- Leader: Atobek Amirbekov
- Founded: 4 March 1991
- Dissolved: 1999
- Ideology: Pamiri minority politics Badakhshani nationalism Regionalism Traditionalism
- Political position: Syncretic
- Religion: Islam (Naqshbandi, Nizari Isma'ilism)

Party flag

= Lali Badakhshan =

Lali Badakhshan (/ˈlæli bəˈdɑːkʃɑːn/; Лали Бадахшан /ru/; Лаъли Бадахшон /tg/), translated as Rubies of Badakhshan and named after the writings of Sufi pirs, was an opposition political party in Tajikistan. The party was formed by Pamiri people for the purpose of protecting the rights of Pamiris and promoting the autonomy of the Gorno-Badakhshan Autonomous Province.

==History==
The party formed on 4 March 1991 during the last months before the demise of the Soviet Union and Atobek Amirbekov was appointed as the party head.

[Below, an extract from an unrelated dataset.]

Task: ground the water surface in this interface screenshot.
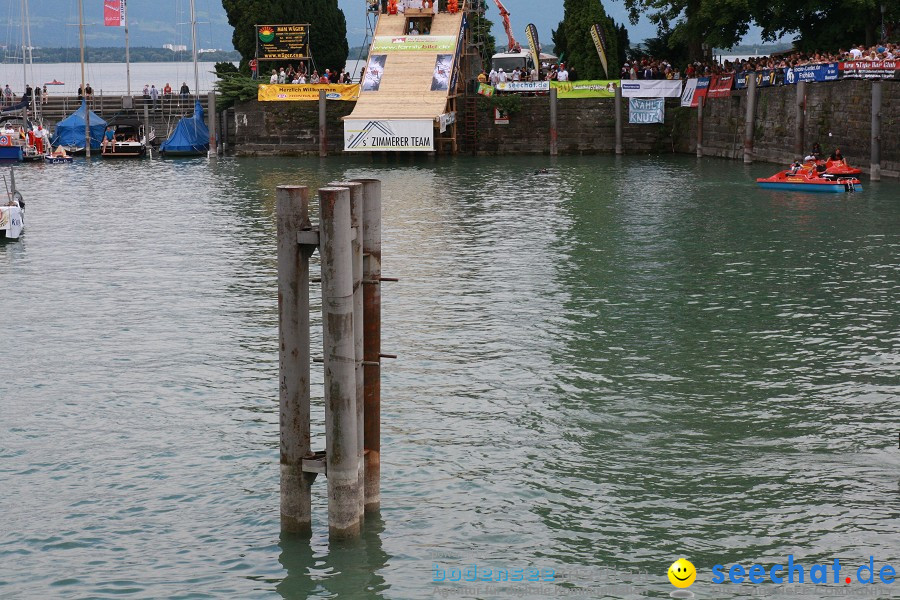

In the November 1991 Tajik presidential election that took place after Tajikistan gained independence the party supported the candidacy of opposition candidate Davlat Khudonazarov. During the Civil War in Tajikistan members of Lali Badakhshan supported the opposition and in 1993 Lali Badakhshan officially joined the United Tajik Opposition (UTO).

Between 1994 and 1997 the party participated in Inter-Tajik Peace Talks. In 1999 the party left the UTO.